In the same area, SK Hynix has already set up a joint factory with Chinese oil and gas company Sinopec and another plant that produces cathodes for lithium-ion batteries.
Meanwhile, affiliate SK Innovation is strengthening options for growth even in an unstable business environment.
One example is the establishment of the Naphtha Cracking Center, which produces basic petrochemical materials. Located in Wuhan, China, the factory began operating last year.
Another growth area being explored by SK Innovations is the United States. In June 2014, SK Innovation obtained two oil fields through SK E&P America. The two properties are worth a combined 378 billion won ($320 million).
SK Innovation’s subsidiaries, SK Global Chemical and SK Lubricant, are also contributing to the group’s continued expansion.

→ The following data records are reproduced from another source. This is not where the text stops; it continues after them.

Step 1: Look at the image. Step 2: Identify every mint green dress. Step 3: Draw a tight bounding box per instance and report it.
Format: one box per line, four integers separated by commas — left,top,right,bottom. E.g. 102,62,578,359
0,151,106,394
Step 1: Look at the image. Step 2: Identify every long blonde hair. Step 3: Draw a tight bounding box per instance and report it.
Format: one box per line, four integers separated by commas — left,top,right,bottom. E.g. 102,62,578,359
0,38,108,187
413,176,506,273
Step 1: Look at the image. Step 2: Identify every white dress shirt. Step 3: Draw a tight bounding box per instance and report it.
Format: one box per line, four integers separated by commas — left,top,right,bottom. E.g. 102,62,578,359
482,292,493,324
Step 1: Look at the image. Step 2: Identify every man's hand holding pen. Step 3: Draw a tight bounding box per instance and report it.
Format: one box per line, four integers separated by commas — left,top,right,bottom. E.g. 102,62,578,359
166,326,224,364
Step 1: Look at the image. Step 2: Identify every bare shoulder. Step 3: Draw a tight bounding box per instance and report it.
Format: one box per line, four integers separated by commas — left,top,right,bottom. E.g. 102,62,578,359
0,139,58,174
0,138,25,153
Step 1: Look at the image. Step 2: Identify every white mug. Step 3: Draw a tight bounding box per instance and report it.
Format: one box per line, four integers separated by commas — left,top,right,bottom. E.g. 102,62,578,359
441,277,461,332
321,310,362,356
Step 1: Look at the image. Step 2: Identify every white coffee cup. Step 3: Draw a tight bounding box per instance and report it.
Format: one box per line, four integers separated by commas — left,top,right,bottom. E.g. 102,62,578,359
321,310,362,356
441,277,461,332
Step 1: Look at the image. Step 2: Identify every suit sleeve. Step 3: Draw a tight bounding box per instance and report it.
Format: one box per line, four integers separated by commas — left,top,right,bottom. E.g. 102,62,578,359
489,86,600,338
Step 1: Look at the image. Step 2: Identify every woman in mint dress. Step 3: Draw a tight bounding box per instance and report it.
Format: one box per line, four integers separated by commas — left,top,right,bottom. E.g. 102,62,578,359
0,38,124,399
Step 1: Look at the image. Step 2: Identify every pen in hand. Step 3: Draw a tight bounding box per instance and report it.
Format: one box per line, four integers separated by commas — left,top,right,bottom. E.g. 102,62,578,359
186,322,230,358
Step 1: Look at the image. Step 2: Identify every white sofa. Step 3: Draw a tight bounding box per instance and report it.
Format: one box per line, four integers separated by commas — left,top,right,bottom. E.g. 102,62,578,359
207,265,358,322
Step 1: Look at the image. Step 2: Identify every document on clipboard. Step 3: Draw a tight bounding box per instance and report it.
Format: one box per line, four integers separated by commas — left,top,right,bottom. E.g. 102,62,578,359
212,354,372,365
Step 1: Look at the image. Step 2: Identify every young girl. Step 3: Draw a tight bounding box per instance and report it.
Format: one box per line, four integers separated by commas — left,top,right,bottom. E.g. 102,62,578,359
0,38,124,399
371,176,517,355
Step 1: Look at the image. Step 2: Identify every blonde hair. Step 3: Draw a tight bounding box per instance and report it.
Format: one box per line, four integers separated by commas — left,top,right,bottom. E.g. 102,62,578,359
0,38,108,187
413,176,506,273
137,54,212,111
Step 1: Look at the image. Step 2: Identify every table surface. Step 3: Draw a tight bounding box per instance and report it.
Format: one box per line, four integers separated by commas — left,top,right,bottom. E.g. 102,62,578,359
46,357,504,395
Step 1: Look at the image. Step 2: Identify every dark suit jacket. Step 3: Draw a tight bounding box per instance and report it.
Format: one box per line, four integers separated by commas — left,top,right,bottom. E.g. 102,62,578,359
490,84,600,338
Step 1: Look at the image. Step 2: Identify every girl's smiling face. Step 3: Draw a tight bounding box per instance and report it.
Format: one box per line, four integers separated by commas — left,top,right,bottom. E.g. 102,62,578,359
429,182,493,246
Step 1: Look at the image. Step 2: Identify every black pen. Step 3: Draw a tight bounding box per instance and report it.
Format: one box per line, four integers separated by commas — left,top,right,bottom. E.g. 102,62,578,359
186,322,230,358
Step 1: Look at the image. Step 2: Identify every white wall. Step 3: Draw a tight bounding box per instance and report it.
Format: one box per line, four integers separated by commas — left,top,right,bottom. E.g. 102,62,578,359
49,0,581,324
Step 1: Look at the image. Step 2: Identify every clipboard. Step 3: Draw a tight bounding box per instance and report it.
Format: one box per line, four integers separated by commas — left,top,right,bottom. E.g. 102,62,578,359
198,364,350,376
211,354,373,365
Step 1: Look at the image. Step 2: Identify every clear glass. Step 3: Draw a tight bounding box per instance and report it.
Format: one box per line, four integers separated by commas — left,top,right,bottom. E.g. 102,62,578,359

SK Global Chemical’s Nexlene business, in cooperation with the world’s largest petrochemical company, Saudi Arabia Basic Industries Corporation, is scheduled to increase commercial production this year.
SK Lubricants, on the other hand, opened the door to Europe’s base lubricant market by joining forces with Spain’s Repsol. The two opened a base oil plant in Cartagena, Spain, which began operating last year.
In the ICT sector, development is being led by SK C&C. The affiliate announced that this year’s goal is to discover new growth opportunities in the global ICT market and develop business models based on global partnerships.
Last year, the affiliate’s global ICT sales surpassed 415 billion won, equivalent to 17.1 percent of its annual revenue and a 136 percent increase compared to the previous year.
The achievement was the result of constantly developing new growth engines like the semiconductor business and C&C’s car rental service, SK Encar.
In April 2014, SK C&C connected with Yunfeng Auto Sales and founded Shanghai Yunfeng Encar Used Car Sales Services. The first office of the joint venture was set up in August near Hongkou Park, Shanghai.
SK Group’s expansion abroad is not confined to services and products but also includes developing relationships through cooperation.
On March 4, SK Group signed a memorandum of understanding in Saudi Arabia with Saudi Telecom, promising to share the model for the group’s Sejong Creative Innovation Center.
SK will offer a version of the center tailored to Saudi Arabia and suggest ways in which the creative economy, which promotes mutual development between start-ups and conglomerates, could be brought to the nation.
“Regardless of fast changes in the business environment due to exchange rates and falling oil prices,” said Lee Man-woo, a spokesperson for SK Group, “SK will continue to develop new growth engines by promoting the creative economy in the ICT sector and searching for opportunities in overseas markets.”